The only potential cure for pancreatic cancer is surgery; however, only approximately 20% of patients are even eligible for surgery. This is due to the fact that the surgery itself is quite complicated since the pancreas is located deep within the abdomen and is connected to a number of different organs and major blood vessels. Even for those patients whose tumors are fully resected with surgery, approximately 80% of them will suffer a recurrence within two years.
Standard of care treatment for metastatic pancreatic cancer is the chemotherapeutic agent gemcitabine either as a monotherapy or in combination with erlotinib (Tarceva®) or nab-paclitaxel (Abraxane®). The use of gemcitabine and erlotinib resulted in one-year survival rates of 23% compared to just 17% for patients treated with only gemcitabine along with an increase in overall survival from 5.91 months to 6.24 months (5). Nab-paclitaxel combined with gemcitabine resulted in an even greater increase in overall survival from 6.7 months to 8.5 months (6). However, given that overall survival rates when using each of these treatments is still well below a year, it is clear that more efficacious therapeutic options are desperately needed.
MabVax’s unique antibody discovery platform differentiates it from other companies developing antibody therapeutics as it allows for the generation of fully human antibodies while also taking advantage of the capabilities of the human immune system to generate products that are highly specific and efficacious. The company’s unique platform also allows for the use of lead antibody products in a number of different modalities, as exemplified by the development of HuMab-5B1 as a therapeutic agent, an imaging agent, a RIT, and an ADC.
The company will likely be announcing preliminary data from the two ongoing Phase 1 clinical trials for MVT-5873 and MVT-2163 in the next few weeks and I will post an update with an analysis of the data after it is released.
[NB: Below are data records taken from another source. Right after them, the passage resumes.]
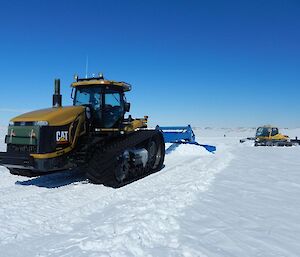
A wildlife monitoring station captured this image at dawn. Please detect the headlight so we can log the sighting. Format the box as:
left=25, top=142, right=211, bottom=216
left=33, top=120, right=49, bottom=126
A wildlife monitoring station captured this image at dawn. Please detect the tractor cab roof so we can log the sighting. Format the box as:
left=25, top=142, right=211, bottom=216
left=71, top=73, right=131, bottom=92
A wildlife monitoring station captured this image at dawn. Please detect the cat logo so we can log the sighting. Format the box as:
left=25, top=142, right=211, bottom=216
left=56, top=131, right=69, bottom=144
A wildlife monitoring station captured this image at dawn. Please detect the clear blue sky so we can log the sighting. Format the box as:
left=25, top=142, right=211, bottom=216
left=0, top=0, right=300, bottom=127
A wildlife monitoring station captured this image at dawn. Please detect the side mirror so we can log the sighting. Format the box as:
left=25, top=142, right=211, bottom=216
left=124, top=102, right=130, bottom=112
left=71, top=87, right=74, bottom=99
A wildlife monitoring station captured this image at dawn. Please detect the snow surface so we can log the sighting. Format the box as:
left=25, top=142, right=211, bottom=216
left=0, top=128, right=300, bottom=257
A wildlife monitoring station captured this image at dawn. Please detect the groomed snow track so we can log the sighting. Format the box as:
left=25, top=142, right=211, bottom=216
left=0, top=127, right=300, bottom=257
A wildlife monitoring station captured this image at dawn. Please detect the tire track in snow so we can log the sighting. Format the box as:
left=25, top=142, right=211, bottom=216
left=0, top=143, right=234, bottom=256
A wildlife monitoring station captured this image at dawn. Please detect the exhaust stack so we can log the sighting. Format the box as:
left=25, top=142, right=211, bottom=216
left=52, top=79, right=62, bottom=107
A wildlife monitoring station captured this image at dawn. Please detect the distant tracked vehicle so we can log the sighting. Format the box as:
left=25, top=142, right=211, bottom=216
left=240, top=125, right=300, bottom=146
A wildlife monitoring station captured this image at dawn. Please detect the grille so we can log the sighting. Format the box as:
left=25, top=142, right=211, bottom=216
left=7, top=144, right=37, bottom=153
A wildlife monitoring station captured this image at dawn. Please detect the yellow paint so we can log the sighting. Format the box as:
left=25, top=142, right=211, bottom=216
left=30, top=113, right=86, bottom=159
left=11, top=106, right=84, bottom=126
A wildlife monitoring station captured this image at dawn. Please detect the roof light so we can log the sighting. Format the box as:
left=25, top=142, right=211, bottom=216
left=99, top=72, right=104, bottom=79
left=33, top=120, right=49, bottom=126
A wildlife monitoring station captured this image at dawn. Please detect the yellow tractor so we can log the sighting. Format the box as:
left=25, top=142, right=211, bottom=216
left=0, top=74, right=165, bottom=186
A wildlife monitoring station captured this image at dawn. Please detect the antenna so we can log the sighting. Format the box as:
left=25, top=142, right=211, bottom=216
left=85, top=55, right=89, bottom=79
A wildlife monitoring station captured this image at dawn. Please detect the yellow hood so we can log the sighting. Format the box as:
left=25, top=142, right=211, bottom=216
left=11, top=106, right=84, bottom=126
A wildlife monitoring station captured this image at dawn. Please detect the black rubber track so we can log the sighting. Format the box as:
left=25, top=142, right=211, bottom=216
left=85, top=130, right=165, bottom=187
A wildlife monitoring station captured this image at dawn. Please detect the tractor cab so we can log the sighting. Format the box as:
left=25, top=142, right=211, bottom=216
left=256, top=126, right=279, bottom=137
left=71, top=74, right=131, bottom=128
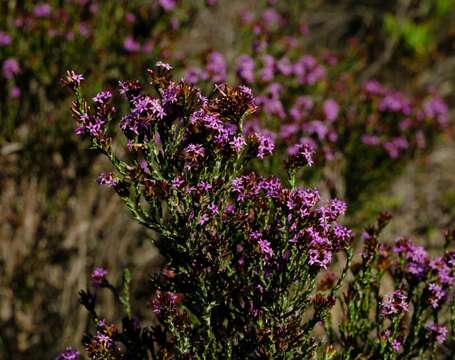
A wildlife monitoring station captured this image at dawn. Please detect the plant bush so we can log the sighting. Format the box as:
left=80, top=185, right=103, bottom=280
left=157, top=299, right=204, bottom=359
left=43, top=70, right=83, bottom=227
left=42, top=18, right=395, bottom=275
left=60, top=62, right=455, bottom=359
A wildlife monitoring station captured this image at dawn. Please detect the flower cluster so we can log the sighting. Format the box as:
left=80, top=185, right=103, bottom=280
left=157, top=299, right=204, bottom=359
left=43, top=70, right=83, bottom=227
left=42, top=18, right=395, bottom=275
left=0, top=0, right=214, bottom=143
left=340, top=217, right=455, bottom=358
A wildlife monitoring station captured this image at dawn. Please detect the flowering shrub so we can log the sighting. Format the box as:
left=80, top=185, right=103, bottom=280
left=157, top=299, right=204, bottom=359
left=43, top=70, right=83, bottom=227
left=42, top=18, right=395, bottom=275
left=61, top=62, right=455, bottom=359
left=61, top=63, right=352, bottom=358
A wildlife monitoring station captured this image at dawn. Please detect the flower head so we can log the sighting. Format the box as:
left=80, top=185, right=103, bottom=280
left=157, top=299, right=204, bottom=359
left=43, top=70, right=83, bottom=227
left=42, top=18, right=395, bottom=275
left=90, top=267, right=107, bottom=289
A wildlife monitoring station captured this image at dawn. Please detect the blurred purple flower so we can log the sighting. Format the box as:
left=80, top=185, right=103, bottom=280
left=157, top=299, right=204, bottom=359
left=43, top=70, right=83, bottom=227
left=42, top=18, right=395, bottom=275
left=2, top=58, right=21, bottom=80
left=380, top=290, right=409, bottom=317
left=54, top=347, right=81, bottom=360
left=425, top=323, right=449, bottom=344
left=0, top=31, right=13, bottom=46
left=123, top=35, right=141, bottom=53
left=33, top=3, right=52, bottom=18
left=90, top=267, right=107, bottom=289
left=236, top=55, right=254, bottom=83
left=96, top=172, right=118, bottom=187
left=322, top=99, right=340, bottom=122
left=159, top=0, right=176, bottom=11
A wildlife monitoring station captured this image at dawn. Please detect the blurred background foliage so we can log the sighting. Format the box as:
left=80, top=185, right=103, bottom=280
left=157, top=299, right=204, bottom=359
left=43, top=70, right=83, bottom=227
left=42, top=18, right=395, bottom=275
left=0, top=0, right=455, bottom=359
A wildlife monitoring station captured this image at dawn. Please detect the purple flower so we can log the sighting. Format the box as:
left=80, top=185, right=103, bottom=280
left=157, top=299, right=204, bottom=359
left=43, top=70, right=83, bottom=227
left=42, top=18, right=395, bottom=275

The data for MVT-2163 could be particularly important, as positive imaging data could be viewed as a read-through for MVT-1075, as the two compounds will only differ by the type of radionuclide attached to them. If MVT-2163 shows selective binding to tumors, then MVT-1075 is likely to behave in a very similar fashion, at which point the efficacy of the drug will depend entirely on 177Lu, which has shown excellent activity in preclinical models.
The company recently completed a 1-for-7.4 reverse split, uplisted to the Nasdaq, and raised gross proceeds of $9.4 million. The company may also be eligible for the second $5 million tranche from a loan agreement with Oxford Finance, LLC. The second tranche is obtainable upon positive interim data from the Phase 1 study of MVT-5873. Thus, the company should have sufficient funds to get through the final data readouts for both Phase 1 studies.
Pancreatic cancer has proven incredibly difficult for drug developers to produce efficacious treatments; however, I believe HuMab-5B1 has the potential to make a real impact due to its high specificity and efficacy in pre-clinical models, particularly as a RIT or ADC product. MabVax currently has a market cap of approximately $28 million, and since a successful pancreatic cancer treatment would easily produce >$500 million in peak revenues, the risk/reward profile for MabVax is quite compelling at its current valuation.